I am not an artist. Despite the fact that photography is considered an art form, and is my passion, I need to stop striving to consider my work as art. My work would be considered photojournalism, and I have finally come to terms with that fact.
You might think, that's obvious. This is a blog after all, the hobbyist version of a news publication. And it's a blog about tourist spots around my part of Wisconsin. Automatically that makes it photojournalism. But, and I think you might agree with me, all photographers want their work to be elevated to art, despite the fact that art is subjective. In 2015, I struggled with the fact that I didn't think my photography would never be featured in a gallery or sold at the Lakefront Festival of the Arts. I struggled with the fact that my photographs were simply "snapshots".

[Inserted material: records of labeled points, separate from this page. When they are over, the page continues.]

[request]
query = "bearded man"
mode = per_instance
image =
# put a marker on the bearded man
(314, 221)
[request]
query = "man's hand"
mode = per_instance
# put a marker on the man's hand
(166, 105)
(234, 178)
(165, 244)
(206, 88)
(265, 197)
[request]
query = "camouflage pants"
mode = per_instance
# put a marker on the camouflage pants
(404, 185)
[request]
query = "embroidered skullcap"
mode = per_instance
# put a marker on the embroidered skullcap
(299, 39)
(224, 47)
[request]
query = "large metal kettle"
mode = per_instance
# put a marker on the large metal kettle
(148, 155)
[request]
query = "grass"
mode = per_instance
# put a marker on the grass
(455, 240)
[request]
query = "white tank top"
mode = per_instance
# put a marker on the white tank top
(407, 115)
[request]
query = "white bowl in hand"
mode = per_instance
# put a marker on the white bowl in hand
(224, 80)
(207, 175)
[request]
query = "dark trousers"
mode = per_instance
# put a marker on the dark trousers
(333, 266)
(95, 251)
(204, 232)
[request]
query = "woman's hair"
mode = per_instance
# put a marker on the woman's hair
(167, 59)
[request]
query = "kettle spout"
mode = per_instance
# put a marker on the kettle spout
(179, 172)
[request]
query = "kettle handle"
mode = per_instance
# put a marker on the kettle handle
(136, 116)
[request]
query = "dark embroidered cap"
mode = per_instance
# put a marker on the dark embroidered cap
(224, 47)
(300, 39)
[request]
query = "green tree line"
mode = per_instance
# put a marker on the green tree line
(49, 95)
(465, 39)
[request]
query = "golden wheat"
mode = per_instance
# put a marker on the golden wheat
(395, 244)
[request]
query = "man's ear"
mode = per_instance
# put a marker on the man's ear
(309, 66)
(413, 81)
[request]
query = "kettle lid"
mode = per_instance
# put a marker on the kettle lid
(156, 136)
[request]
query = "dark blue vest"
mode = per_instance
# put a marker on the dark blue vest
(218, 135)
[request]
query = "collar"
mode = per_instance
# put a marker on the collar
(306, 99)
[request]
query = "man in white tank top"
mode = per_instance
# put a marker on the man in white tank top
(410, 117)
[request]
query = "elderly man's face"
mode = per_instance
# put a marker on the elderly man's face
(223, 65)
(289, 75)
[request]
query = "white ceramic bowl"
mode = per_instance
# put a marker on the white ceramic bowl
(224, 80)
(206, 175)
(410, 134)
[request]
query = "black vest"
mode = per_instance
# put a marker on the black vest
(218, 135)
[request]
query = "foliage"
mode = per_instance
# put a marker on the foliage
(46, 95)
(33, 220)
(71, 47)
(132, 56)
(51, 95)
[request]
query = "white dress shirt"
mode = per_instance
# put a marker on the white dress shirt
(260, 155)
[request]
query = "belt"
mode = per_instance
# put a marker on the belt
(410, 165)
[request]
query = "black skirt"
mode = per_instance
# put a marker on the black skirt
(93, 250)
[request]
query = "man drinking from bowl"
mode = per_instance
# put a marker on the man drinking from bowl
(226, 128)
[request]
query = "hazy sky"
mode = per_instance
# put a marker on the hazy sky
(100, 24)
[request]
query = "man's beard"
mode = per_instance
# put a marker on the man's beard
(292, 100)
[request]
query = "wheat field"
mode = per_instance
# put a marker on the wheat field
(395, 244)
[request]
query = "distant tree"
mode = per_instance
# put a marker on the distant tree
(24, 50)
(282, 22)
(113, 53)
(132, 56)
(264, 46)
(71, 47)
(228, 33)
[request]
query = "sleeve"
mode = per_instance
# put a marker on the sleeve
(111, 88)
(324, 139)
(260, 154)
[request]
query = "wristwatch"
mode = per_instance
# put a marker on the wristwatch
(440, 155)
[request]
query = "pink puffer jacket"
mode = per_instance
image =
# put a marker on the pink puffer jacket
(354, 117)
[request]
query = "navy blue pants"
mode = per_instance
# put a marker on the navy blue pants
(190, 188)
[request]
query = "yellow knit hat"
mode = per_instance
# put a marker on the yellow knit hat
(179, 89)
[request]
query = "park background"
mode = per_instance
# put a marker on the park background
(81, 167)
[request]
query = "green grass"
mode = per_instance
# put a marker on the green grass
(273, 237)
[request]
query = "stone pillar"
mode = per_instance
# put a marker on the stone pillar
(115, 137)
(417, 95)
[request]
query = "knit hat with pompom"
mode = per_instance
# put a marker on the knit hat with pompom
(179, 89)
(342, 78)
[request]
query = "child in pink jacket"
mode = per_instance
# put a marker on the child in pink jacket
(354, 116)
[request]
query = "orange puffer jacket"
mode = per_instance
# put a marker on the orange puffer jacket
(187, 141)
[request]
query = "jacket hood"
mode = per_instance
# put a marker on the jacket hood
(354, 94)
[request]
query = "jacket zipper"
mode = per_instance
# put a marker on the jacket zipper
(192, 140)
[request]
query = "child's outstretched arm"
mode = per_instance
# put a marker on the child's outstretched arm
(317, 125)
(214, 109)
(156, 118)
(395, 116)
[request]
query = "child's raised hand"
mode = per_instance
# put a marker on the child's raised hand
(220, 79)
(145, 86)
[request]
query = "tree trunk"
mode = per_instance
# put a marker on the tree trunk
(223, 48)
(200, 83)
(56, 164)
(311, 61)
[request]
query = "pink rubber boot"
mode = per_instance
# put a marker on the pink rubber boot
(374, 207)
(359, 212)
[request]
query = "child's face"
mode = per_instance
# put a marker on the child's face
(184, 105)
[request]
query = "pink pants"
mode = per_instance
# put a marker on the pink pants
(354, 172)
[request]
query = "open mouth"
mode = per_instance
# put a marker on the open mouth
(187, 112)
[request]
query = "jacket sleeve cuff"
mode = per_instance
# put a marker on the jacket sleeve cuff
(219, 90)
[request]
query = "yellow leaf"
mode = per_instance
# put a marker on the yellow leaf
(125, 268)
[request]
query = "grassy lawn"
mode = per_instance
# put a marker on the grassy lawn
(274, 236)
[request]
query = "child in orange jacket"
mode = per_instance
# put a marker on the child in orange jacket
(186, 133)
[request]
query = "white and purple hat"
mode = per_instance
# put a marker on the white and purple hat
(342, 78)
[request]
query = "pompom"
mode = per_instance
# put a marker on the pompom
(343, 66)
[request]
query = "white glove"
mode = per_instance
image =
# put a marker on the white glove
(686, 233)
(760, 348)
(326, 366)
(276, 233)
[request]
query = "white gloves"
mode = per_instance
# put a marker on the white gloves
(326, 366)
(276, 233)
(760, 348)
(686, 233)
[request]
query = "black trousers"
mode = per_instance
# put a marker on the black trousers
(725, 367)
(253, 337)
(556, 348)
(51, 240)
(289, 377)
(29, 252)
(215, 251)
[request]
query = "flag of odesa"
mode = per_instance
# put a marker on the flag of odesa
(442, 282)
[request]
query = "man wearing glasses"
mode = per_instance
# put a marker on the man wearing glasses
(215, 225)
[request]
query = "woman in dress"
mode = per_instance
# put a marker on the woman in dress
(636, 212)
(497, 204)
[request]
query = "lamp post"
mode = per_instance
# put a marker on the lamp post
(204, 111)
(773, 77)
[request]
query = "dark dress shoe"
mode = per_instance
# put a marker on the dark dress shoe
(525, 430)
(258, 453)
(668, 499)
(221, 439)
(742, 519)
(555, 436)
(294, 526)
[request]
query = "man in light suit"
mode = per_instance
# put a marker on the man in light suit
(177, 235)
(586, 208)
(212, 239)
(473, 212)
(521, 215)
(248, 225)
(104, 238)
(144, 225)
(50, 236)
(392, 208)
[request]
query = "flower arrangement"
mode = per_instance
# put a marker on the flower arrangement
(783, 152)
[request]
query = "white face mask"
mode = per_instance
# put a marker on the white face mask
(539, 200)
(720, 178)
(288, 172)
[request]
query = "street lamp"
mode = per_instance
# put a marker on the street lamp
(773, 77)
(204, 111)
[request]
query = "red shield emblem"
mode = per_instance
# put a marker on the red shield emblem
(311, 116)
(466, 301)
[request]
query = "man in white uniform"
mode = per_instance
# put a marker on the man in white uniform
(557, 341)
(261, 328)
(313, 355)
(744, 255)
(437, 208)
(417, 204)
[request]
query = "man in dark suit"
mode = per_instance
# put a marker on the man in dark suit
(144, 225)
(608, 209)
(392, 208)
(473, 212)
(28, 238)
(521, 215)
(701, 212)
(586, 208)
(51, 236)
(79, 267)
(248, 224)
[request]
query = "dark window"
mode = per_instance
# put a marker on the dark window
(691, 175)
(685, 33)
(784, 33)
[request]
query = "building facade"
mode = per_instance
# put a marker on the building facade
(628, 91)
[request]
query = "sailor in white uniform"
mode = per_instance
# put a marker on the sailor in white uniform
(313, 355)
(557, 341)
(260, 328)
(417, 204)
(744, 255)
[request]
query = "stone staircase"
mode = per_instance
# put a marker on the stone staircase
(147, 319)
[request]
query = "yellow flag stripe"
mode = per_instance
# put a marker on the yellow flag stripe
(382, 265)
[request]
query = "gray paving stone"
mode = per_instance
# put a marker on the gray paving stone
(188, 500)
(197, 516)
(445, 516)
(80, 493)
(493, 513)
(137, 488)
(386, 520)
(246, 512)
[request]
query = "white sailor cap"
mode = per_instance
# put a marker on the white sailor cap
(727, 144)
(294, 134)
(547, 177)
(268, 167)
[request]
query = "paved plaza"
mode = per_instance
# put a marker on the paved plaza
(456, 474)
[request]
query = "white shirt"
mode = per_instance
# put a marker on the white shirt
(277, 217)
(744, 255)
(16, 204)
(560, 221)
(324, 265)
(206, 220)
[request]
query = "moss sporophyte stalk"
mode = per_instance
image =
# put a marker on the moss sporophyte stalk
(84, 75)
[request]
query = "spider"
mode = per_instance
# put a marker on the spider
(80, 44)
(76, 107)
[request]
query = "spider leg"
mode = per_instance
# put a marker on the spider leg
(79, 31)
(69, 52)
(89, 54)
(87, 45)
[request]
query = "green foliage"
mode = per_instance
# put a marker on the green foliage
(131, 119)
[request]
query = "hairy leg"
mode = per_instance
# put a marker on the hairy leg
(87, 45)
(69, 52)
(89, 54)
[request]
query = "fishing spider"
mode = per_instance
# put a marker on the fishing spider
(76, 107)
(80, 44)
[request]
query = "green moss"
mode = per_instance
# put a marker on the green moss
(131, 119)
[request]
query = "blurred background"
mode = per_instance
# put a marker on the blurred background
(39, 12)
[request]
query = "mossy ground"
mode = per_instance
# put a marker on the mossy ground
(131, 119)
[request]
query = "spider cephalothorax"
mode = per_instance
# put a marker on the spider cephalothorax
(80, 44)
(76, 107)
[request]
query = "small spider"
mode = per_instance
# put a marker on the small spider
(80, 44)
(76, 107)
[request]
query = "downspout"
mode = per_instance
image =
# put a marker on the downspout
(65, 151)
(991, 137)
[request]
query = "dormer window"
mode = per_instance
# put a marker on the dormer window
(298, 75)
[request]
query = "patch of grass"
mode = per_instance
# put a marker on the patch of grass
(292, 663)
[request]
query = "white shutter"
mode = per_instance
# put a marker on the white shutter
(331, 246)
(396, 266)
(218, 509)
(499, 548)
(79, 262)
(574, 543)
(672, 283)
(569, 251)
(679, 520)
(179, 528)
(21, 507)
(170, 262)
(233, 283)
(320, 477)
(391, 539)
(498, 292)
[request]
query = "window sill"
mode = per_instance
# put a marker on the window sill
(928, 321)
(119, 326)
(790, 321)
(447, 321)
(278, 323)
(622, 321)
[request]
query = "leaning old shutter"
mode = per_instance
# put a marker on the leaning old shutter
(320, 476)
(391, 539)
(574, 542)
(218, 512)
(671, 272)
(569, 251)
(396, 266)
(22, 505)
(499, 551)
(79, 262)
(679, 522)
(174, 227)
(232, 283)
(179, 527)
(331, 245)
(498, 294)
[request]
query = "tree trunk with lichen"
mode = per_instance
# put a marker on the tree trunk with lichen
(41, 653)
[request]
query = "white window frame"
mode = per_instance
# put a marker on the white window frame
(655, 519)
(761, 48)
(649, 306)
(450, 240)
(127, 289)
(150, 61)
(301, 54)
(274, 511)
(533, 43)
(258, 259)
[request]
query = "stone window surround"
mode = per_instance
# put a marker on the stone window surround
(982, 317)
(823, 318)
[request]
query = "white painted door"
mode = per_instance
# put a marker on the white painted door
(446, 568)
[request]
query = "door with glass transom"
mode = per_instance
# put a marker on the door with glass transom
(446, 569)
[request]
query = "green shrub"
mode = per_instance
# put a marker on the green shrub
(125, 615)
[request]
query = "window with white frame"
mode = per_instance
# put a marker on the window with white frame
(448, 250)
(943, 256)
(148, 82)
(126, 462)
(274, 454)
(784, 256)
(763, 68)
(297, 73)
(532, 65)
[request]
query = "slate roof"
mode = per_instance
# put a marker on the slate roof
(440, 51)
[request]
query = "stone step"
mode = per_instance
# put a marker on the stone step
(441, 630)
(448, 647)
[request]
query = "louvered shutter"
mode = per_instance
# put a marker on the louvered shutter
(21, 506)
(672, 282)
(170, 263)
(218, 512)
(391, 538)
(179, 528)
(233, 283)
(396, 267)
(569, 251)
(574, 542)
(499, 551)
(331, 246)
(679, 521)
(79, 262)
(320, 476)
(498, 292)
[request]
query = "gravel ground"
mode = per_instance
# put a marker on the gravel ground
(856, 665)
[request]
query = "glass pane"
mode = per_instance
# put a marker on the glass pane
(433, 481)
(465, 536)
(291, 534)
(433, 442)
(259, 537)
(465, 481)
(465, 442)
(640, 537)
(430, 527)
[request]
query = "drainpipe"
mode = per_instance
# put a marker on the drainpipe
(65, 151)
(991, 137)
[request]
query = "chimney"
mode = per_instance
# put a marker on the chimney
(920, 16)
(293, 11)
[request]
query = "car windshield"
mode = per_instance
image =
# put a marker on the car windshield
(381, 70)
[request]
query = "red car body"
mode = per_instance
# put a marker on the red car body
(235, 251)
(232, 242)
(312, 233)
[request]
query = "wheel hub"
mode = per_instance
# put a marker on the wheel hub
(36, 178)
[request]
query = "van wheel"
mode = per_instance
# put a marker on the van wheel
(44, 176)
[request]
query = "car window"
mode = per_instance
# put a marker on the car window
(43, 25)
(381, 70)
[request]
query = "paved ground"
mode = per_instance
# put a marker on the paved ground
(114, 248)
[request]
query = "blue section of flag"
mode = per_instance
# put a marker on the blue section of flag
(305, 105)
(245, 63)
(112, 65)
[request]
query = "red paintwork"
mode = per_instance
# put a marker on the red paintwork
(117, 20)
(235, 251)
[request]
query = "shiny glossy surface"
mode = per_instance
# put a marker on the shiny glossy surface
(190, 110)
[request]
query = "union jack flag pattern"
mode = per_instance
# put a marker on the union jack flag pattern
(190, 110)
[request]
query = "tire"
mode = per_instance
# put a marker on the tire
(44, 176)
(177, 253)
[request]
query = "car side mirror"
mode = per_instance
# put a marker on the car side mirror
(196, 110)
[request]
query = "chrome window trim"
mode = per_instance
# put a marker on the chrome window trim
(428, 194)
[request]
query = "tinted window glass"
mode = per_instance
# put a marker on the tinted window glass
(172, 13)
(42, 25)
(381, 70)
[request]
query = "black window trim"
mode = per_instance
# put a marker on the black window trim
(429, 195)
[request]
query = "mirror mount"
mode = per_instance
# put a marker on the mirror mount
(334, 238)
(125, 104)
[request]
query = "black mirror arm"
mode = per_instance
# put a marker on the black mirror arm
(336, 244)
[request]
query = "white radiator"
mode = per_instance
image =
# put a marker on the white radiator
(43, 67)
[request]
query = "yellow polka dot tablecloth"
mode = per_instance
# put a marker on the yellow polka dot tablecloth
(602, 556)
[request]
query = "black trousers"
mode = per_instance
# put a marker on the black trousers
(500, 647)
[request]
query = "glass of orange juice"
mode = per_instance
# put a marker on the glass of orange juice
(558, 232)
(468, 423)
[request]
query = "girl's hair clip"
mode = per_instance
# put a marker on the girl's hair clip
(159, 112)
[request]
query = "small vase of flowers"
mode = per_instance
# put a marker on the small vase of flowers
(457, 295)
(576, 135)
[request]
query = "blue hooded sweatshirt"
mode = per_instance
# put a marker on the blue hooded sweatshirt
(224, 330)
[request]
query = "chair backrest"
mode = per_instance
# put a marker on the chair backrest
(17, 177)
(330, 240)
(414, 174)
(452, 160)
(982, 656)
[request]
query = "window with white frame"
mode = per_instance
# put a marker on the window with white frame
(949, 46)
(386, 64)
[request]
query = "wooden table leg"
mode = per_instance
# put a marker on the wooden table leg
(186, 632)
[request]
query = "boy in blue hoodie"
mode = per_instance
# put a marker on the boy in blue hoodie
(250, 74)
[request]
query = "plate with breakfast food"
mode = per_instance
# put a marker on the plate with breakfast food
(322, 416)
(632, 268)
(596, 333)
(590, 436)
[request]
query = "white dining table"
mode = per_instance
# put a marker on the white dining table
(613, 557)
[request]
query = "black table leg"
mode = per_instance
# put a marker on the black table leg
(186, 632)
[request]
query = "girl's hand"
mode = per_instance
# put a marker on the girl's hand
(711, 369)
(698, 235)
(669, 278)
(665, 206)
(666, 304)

The word "snapshot" has become a bit of a dirty word in photography. It has come to mean a photo that anyone with a cell phone can take, even though the software on some of these phones can turn any photo taken into art. But, what makes a picture taken with your fancy camera (or your phone) into a "photograph"? According to David Peterson, who wrote on Digital Photo Secrets, photography "should have some quality that makes the viewer either feel an emotion or think about a concept." And I think that's the best way to put it. A photograph, as art, should be something not normally seen (like with street photography) and/or makes you go "Wow!" (like a great landscape).
|Community United Methodist Church, Elm Grove, Wisconsin|
Great photojournalism can do this as well. In fact, the greatest influence in my photography has been old issues of Life magazine. When I was in middle school, my mother bought a copy of Life's 50th anniversary edition, over a thousand pages of photographs from the magazine's history that featured the greats such as Margaret Bourke-White, Gordon Parks and Robert Capa among others. I poured over those photographs for hours, over and over again. But, everyday photojournalism informs more often than it inspires. In fact, photojournalism is supposed to be just a snapshot. Photographers who work for the Associated Press cannot manipulate or stage their photos for ethical reasons, a topic that made news last year.
I'm happy to consider myself a photojournalist. I like informing people, through my photos, of great places, fun events, and the beautiful areas I get to visit week after week. Are they snapshots? A resounding "Yes!" My goal is to see my work in magazines, both online and in print, not hung on a wall. That makes me a photojournalist. My resolution for 2016 is to embrace this label and stop worrying if I will ever be an artist.